Date: Fri 10-Apr-1998
Date: Fri 10-Apr-1998
Publication: Bee
Author: CURT
Quick Words:
commentary-powell-Kennelly
Full Text:
COMMENTARY: School Standards Scare Kennelly
By Chris Powell
US Rep Barbara B. Kennelly, the presumptive Democratic nominee for governor,
held a press conference at a school in Manchester the other day to declare
that "public education in Connecticut is mired in mediocrity" and lacks
standards. "In no academic subject is mastery of standards linked to
graduation or promotion," Kennelly noted.
That indeed is the central problem of education in Connecticut. Now all
Kennelly needs is the courage of her convictions. For the ineffectual remedies
she offered practically mocked her diagnosis.
Kennelly did not propose that students who fail the statewide mastery tests
given in fourth, sixth, and eighth grade should be denied promotion to the
next grade. She proposed that they just be given more remedial help, which is
only what they more or less get now. She also proposed that students who pass
the mastery tests be given membership in something called the Governor's
Mastery Club, as if that would be the crucial incentive for them to give up
their video games in favor of their studies.
Kennelly also proposed to create a new kind of high school diploma, a "mastery
diploma." It would be awarded to graduating seniors who had passed the mastery
test two years earlier, in tenth grade. It would certify to colleges and
prospective employers that the holders had a basic education and would entitle
them to free remedial education from the state if colleges or employers found
otherwise.
That is, under Kennelly's plan to end mediocrity in education in Connecticut,
even the best high school graduates still could be two grades behind when they
entered college or the work force. And what of the other high school
graduates, the ones who could not pass even the tenth-grade test? They would
continue to get ordinary diplomas that, being distinguishable from the
"mastery diplomas," would continue to certify what they already do: nothing.
Or maybe worse than nothing, since these diplomas now would signify that
Connecticut knowingly was allowing people to graduate from high school though
they could not do even tenth-grade work.
Nothing Kennelly proposed would do anything about the problem she identified:
"that in no academic subject is mastery of standards linked to graduation or
promotion." Everyone who failed would continue to be promoted and to graduate.

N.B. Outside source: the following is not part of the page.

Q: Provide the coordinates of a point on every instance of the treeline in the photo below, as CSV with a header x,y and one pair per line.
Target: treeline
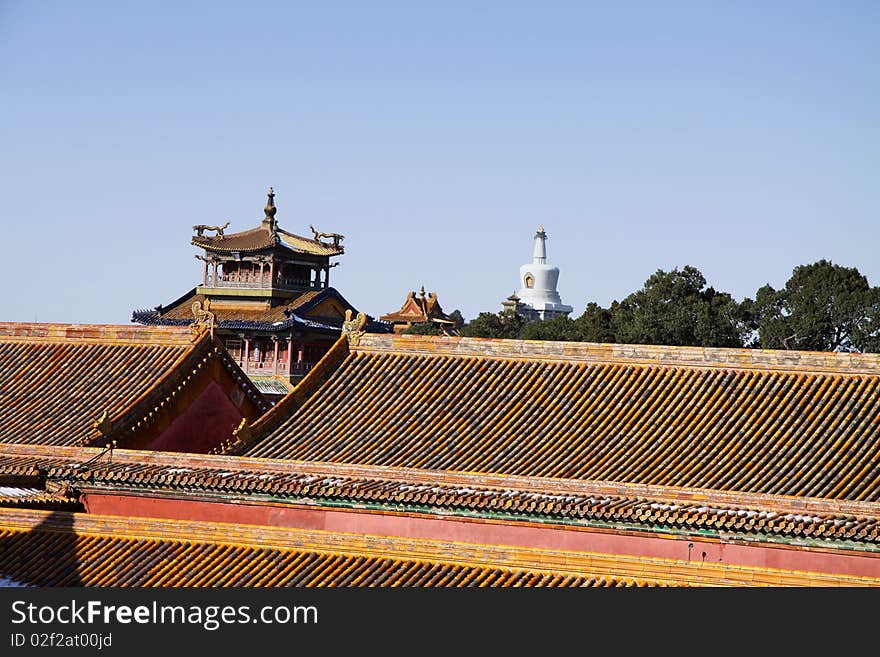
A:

Of course politicians may shy away from this problem, for solving it requires
telling tens of thousands of parents and students in Connecticut that the
failure here is theirs just as much as the government's and that they
shouldn't be permitted to get away with it anymore. But to tiptoe up to the
problem only to run away from it in fright like this may be more embarrassing
than just ignoring it as most other politicians do.
(Chris Powell is managing editor of The Journal Inquirer in Manchester.)